KD: Bingo. That's it.

ScreenAnarchy: Have you thought about where to go next with these characters?

DM: A lot of people have asked us about coming out with a comic and we are meeting with a few people. It's something that I'd love to do. I don't know how involved or uninvolved I'd be, but I'd love to see something like that. It seems like in the last few years there's been a lot of print work of Lovecraft appreciation in graphic novels and things like that. So, I would love to see a comic book come out.

I would still like to do second film--I mean, my gosh, if I didn't have to use my own money and we had a little bit of a bigger budget. I mean, I have an outline for two more films [and] I would love to see where these characters go, especially Jeff's character. Really, I have a lot in mind, even beyond what I touched in this film. It would be fun.

ScreenAnarchy: There's a lot of affection for and poking at nerd culture in the film--and this is going back to your earlier concern about the movie being a difficult pitch--how would you pitch this to that very same culture?

DM: It's made by someone who really loves Lovecraft, and gets it, and anyone who's a fan will know that. There are things laced through the screenplay that only a fan would know--little lines here and there, little things from other stories. So anyone who watches it can say, comedy or not, this definitely stays true and recognizes multiple works from Lovecraft.

And I think you just have to sit back and have fun and enjoy it. As soon as you let go of what you assume it has to be and just say, "You know what, I'm just going to take a ride with these guys. I'm going to give them the benefit of the doubt."

It's a buddy movie, it's a comedy, and it's a road trip--the Lovecraft elements, if you're a fan, are kind of icing on the cake.
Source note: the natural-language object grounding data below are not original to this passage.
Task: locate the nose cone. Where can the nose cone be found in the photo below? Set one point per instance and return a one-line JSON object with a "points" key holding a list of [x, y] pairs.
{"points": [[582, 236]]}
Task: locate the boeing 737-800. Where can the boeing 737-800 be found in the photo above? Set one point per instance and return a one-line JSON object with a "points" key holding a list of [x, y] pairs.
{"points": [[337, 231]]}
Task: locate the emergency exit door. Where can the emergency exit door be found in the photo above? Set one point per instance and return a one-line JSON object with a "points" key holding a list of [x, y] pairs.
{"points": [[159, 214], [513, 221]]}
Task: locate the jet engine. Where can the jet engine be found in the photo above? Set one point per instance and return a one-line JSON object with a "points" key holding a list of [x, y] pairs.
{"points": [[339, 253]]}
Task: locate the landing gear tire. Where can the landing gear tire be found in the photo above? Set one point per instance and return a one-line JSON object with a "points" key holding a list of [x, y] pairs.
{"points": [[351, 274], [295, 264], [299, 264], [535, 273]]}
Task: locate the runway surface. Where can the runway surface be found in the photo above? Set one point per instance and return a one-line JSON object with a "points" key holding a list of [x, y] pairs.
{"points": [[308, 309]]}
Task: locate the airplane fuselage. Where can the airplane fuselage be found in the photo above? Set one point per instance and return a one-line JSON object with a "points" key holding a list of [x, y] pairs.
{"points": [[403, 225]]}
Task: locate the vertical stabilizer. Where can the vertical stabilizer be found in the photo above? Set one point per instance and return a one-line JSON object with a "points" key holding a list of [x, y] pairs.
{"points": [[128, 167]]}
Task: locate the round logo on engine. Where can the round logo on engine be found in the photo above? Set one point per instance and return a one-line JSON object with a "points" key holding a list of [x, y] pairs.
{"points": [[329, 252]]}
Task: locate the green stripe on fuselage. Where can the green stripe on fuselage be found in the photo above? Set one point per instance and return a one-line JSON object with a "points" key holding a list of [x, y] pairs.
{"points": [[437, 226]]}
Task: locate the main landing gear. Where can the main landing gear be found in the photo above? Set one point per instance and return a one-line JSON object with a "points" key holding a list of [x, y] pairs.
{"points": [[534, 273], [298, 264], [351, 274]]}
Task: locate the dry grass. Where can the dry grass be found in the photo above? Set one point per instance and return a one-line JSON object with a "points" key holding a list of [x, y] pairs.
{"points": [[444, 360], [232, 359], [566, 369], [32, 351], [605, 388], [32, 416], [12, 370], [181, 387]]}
KD: I think it's one of those movies people can totally rent and then it becomes a cult classic-type thing where you're sitting at home with your buddies and it turns into a drinking game.
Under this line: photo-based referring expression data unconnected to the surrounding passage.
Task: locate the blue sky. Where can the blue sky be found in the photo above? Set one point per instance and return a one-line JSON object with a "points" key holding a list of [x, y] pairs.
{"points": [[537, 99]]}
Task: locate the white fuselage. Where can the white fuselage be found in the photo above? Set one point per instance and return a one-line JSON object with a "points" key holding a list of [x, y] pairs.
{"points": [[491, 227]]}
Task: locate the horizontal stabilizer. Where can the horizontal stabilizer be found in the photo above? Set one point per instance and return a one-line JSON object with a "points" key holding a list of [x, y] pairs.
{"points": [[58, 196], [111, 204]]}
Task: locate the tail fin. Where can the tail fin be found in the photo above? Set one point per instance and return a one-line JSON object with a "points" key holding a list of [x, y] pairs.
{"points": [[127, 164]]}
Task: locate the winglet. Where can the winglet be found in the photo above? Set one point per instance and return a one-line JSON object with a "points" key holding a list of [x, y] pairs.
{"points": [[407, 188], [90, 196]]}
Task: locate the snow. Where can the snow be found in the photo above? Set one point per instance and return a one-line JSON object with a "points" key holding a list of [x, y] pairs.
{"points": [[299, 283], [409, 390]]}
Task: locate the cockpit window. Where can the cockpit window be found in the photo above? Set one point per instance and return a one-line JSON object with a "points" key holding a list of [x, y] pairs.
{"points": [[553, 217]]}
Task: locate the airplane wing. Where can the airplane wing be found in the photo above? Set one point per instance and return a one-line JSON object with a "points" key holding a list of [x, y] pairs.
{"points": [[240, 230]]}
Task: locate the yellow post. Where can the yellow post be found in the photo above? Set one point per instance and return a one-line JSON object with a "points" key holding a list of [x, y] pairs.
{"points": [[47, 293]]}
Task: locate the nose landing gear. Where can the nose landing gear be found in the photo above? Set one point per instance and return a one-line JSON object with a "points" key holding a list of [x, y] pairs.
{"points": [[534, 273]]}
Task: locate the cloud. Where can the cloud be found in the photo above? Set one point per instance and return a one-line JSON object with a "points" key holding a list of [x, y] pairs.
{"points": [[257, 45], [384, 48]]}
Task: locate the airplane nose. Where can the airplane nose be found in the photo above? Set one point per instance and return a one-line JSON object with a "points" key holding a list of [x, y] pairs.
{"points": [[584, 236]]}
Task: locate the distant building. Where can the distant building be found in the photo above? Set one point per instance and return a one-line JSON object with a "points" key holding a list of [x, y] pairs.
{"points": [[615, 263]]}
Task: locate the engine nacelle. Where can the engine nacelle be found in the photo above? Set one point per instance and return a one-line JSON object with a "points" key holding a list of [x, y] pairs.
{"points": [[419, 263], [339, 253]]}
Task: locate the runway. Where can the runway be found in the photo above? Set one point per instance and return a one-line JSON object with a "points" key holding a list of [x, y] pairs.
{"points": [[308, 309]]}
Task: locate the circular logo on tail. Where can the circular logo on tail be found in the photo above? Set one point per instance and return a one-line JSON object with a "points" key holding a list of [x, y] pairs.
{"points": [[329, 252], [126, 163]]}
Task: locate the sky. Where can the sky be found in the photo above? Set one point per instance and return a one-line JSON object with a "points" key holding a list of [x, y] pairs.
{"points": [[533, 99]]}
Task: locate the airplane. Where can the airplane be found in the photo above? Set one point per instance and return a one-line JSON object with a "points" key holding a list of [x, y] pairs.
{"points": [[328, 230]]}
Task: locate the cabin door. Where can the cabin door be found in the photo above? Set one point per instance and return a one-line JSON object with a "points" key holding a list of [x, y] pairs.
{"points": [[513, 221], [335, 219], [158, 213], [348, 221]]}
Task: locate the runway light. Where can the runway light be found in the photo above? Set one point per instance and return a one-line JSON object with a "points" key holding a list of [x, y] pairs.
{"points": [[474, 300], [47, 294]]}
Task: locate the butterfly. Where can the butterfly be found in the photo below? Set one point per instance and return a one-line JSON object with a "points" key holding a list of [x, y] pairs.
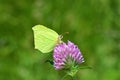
{"points": [[45, 39]]}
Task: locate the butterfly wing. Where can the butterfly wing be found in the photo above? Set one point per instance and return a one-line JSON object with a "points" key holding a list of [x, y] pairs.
{"points": [[45, 39]]}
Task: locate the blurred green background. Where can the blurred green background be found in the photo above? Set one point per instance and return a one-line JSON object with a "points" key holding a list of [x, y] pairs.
{"points": [[94, 25]]}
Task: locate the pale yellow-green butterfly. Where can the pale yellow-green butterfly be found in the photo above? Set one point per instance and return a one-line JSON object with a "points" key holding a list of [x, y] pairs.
{"points": [[45, 39]]}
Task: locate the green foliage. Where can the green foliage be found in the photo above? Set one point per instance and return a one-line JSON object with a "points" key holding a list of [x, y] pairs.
{"points": [[92, 24]]}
DM: If you get our movie On Demand or buy it on DVD, it's definitely enjoyable with a six-pack of beer. I stand by that.

ScreenAnarchy: That's going to be the box quote.

DM: [laughs You may have to buy a six-pack with it.
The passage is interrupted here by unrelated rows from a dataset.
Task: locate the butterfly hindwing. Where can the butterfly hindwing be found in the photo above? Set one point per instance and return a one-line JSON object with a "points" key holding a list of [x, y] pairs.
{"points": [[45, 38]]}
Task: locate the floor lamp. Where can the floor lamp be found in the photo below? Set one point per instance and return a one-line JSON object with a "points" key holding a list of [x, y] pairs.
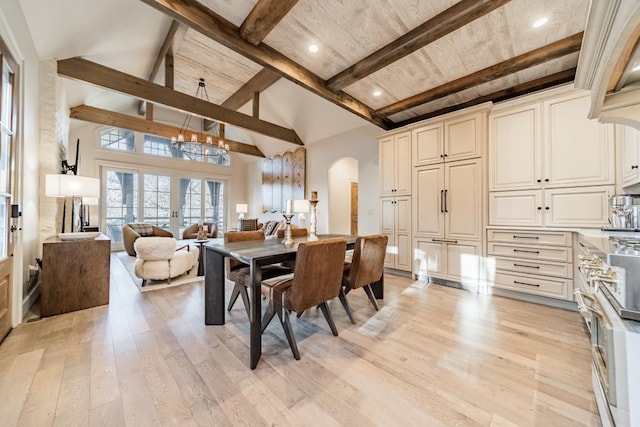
{"points": [[76, 187]]}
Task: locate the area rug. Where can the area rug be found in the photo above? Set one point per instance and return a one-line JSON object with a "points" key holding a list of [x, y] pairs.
{"points": [[153, 285]]}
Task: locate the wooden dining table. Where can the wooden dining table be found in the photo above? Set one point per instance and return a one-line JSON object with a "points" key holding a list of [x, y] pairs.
{"points": [[256, 254]]}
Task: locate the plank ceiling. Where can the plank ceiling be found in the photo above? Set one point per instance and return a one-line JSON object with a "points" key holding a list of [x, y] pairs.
{"points": [[493, 54]]}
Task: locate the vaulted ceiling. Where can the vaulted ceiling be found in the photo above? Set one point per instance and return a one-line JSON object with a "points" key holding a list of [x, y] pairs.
{"points": [[386, 62]]}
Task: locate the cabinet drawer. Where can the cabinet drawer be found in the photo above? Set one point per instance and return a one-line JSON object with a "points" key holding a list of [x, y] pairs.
{"points": [[548, 287], [534, 267], [545, 253], [530, 237]]}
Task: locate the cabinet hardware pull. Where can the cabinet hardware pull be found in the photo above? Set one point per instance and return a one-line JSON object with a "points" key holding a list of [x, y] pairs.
{"points": [[527, 266], [525, 283], [445, 199], [444, 241], [528, 252]]}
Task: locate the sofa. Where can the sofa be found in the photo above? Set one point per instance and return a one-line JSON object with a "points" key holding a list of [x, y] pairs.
{"points": [[159, 258], [132, 232]]}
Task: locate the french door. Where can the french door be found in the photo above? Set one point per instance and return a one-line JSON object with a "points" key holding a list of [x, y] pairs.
{"points": [[167, 200]]}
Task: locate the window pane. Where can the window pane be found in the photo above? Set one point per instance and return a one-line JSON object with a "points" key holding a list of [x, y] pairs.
{"points": [[118, 139], [121, 202], [157, 201], [7, 92], [214, 204]]}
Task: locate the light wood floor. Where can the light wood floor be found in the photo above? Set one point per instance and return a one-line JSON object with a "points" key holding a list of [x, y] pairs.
{"points": [[432, 356]]}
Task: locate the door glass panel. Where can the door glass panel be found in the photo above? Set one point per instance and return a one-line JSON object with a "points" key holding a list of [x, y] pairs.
{"points": [[157, 201], [121, 202]]}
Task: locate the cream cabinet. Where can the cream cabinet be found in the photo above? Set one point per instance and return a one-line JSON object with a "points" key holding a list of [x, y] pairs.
{"points": [[630, 161], [553, 207], [549, 143], [396, 224], [449, 140], [448, 200], [395, 164], [447, 259], [533, 262]]}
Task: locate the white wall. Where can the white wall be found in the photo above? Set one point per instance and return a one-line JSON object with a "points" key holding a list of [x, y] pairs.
{"points": [[14, 32], [359, 144], [340, 175]]}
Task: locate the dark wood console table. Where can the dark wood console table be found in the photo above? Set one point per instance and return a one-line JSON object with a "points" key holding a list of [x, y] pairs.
{"points": [[75, 274]]}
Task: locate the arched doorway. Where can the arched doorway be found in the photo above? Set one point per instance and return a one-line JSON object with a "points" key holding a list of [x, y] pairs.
{"points": [[343, 196]]}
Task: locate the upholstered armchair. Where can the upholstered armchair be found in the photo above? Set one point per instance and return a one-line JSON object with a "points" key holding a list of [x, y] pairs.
{"points": [[131, 232], [158, 258], [191, 232]]}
"You must be drunk to watch this movie."

I wish that every reviewer that watched our movie had been drunk.

KD: Oh yeah. That'd be awesome.

ScreenAnarchy: What do you have coming up next?

DM: I'm working on--I'm on a little bit of a non-disclosure agreement--it's going to be shooting in May and it's actually not a comedy at all. It's a straight horror-thriller, and it's kind of in the lines of the "found footage" genre. It's got something of a Cloverfield feeling and obviously not on that scale but it's a much larger budget than [The Last Lovecraft]

KD: And hopefully, Devin's going to give me a part in there so I'll be working on that. And obviously, if the movie does well on DVD and someone wants to give us funding to make the sequel then we'll be working on that.

I do a lot of TV stuff, I'm on a show called Men of Certain Age with Ray Romano and Scott Bakula. And I just did an episode of Bones which is actually on TV tonight [the 2/10 episode]. Then there's another show called Friends With Benefits that I've been working on--so, yeah, we'll see what happens.

DM: Yeah, as actors, for us right now it's a busy time right with pilot season and everything.